Thursday, March 19, 2009

Fiction: Duke in Love, Part II

I hung out with Duke for another hour, long enough to confirm that he really was in a bad way, absolutely torn by the depth of his feelings for the Swede and the Fijian. Part of me pitied him, part envied him – this audacious sixty-two year old outlaw who broke most of the drug laws on the books of California and the United States, not to mention various other sovereign nations; this globetrotter who carefully fashioned his life so that he was beholden to no one and answered to as few people as possible.

It took balls to do that, balls and drive and cunning and a kind of refined selfishness few people posses. As far as I knew, Duke had never married or fathered any children. Now that I think about it, whenever the subject of wives and children came up – and it arose rarely -- Duke was quick to change the subject to drugs or poker, politics, history or college basketball.

“I’m fucked,” he moaned, “totally fucked. Of all the things that can bring a man down, I never thought it would be Love. The DEA or the IRS, maybe; a dope dealer unable to appreciate my sense of humor, but not a couple of beautiful young women. Shit, how did this happen? I have no idea. I met the Fijian, bang, stone in love; then I met the Swede in Moscow, bang, Cupid strikes again, the cruel bastard.”

In all the years I’d known him, Duke had never been at a loss for what to do next. Even if his next move was impulsive, crazy, illegal or potentially dangerous to his health or person, Duke would do something. For Duke, skirting the edge and drifting across the yellow line at high speed with his eyes shut was what made life worth living. Or at least it did before he met the Fijian and the Swede and swapped his American-made car for a Toyota Prius.

Duke’s misery got me thinking about men and women, marriage, companionship, family – the whole big ball of wax that had been a central feature of my life for the better part of sixteen years. I couldn’t picture Duke calmly accepting the confines of marriage any more than I could picture a woman putting up with his unusual habits. Then again, some New Age types claim that a soul mate exists for each of us, so maybe it wasn’t out of the question.

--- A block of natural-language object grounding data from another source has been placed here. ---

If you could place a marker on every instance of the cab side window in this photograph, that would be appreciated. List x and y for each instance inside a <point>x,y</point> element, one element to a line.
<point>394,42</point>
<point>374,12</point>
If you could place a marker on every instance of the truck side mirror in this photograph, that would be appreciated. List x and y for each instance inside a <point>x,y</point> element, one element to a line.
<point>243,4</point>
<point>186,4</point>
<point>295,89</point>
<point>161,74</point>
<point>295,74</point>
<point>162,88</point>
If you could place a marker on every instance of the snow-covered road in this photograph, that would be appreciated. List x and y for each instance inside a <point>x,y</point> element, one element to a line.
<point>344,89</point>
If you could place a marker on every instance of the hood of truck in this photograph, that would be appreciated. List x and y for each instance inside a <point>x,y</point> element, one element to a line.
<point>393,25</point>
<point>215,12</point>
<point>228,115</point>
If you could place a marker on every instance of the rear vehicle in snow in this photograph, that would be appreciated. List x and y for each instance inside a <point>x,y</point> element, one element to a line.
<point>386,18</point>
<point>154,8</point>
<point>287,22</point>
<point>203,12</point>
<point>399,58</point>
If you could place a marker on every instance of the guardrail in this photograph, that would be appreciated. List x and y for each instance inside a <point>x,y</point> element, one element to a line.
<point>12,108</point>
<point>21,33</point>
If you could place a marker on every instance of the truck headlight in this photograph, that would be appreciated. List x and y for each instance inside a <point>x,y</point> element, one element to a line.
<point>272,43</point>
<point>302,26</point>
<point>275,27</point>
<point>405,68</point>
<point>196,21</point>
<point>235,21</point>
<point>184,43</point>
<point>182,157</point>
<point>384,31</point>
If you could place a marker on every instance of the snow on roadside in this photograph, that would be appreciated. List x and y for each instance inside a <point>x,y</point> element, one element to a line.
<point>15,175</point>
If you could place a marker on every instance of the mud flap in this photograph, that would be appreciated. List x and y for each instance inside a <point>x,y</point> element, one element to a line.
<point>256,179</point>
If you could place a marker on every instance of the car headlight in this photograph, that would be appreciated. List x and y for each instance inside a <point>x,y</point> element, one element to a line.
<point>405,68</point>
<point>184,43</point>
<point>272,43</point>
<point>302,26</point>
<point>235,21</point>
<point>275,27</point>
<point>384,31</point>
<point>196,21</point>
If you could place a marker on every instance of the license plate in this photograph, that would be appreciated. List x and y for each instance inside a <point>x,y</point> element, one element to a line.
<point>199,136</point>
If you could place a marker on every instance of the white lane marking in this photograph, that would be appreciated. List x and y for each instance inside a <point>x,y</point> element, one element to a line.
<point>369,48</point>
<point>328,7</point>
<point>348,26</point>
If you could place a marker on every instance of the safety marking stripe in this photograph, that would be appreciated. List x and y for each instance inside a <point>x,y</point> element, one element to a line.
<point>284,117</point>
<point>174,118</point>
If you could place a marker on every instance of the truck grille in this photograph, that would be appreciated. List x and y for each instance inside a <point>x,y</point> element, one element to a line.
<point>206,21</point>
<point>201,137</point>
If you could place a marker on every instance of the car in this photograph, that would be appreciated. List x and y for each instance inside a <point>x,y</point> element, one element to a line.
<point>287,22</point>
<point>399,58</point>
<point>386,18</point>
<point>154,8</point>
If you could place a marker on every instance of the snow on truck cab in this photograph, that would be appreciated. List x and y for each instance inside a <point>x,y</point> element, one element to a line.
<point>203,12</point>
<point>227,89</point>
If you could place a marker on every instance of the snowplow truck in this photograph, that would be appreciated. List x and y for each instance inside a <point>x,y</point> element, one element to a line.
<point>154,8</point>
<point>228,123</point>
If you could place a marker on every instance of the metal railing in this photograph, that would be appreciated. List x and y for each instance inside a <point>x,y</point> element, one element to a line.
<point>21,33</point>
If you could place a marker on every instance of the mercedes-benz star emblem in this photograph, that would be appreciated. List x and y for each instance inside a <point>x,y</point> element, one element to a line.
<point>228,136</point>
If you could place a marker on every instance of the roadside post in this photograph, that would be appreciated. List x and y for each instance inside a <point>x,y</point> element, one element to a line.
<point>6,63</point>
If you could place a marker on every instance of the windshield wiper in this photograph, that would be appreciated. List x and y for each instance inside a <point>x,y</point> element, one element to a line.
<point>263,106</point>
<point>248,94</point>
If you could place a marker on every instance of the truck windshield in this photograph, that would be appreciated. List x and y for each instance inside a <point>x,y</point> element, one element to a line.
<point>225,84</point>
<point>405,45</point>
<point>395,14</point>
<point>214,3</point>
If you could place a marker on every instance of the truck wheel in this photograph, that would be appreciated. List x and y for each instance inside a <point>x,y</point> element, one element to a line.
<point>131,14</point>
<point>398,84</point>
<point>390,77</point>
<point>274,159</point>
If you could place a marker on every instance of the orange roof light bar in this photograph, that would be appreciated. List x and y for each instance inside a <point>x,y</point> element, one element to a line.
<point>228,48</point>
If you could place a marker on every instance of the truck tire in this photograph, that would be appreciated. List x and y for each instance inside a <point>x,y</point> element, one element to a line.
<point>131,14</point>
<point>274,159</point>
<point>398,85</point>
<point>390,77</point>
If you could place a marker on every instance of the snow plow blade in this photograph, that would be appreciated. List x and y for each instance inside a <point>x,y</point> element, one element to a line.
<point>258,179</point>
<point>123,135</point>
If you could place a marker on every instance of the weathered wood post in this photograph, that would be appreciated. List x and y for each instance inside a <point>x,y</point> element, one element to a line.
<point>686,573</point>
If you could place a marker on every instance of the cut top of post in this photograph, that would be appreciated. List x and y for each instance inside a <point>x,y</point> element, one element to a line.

Unlikely, yes; impossible, no.

“Must I choose between them?” Duke asked, and before I could reply answered his own question. “Of course I must. What the fuck other choice do I have? Even I can’t manage to be in love with two women at the same time. It’s fucking impossible. The Swede or the Fijian, the Fijian or the Swede. I’ve been racking my brain for a scheme that would allow me to have them both. I want them both. Conventional morality and the laws of physics say that I cannot have what I want. I have no use for convention of any kind, but physics can’t be ignored. Do you see how tormented I am? I’m not a decent, stand-up guy who can easily consign his heart to one woman for the rest of his natural days.”

“Have you ever tried it?” I asked.

Duke looked at me as if that was the dumbest question he’d ever heard.

“It’s my learned opinion from years of careful observation that most married people are bored to tears with their mates. Am I right?”

“Well,” I said. “Marriage is a complex equation. The variables are practically infinite.”

“On the other hand,” Duke said, popping a large white pill into his mouth, “married people that appear truly content make me suspicious. You can’t live in close proximity to another person without sooner or later grating on their nerves. Passion can’t survive forever, either. When it goes, what’s left? I’ll tell you – routine, soul-killing routine.”

“You have to figure out a way to keep the relationship fresh,” I said.

“Thank you, Dr. Phil,” Duke said. “That’s really insightful.”

“You’re welcome.”

“I’m being sarcastic.”

“I know.”

“This is killing me. Even my sleep is troubled. When I dream about the Swede, the Fijian enters the picture with a straight razor and slices my nuts off. When it’s the other way around, the Swede blows my head off with a shotgun. Cruel portents, don’t you think?”

“You’ve got it bad, man. No mortal man can survive having two women under his skin at the same time. You have to choose.”

Duke popped another pill in his mouth, left the room, and returned with a half dollar coin. “You flip it, I’ll call it in the air. Heads the Swede, tails the Fijian.”

“You’re kidding, right?”

“No. I have to save what remains of my sanity. Flipping a coin is how I make all my important decisions. The Universe laughs at our best-laid plans anyway, so why not leave it to chance? The odds aren’t that bad.”

“Yes, but…”

“Flip it. Whatever it is, I accept my fate.”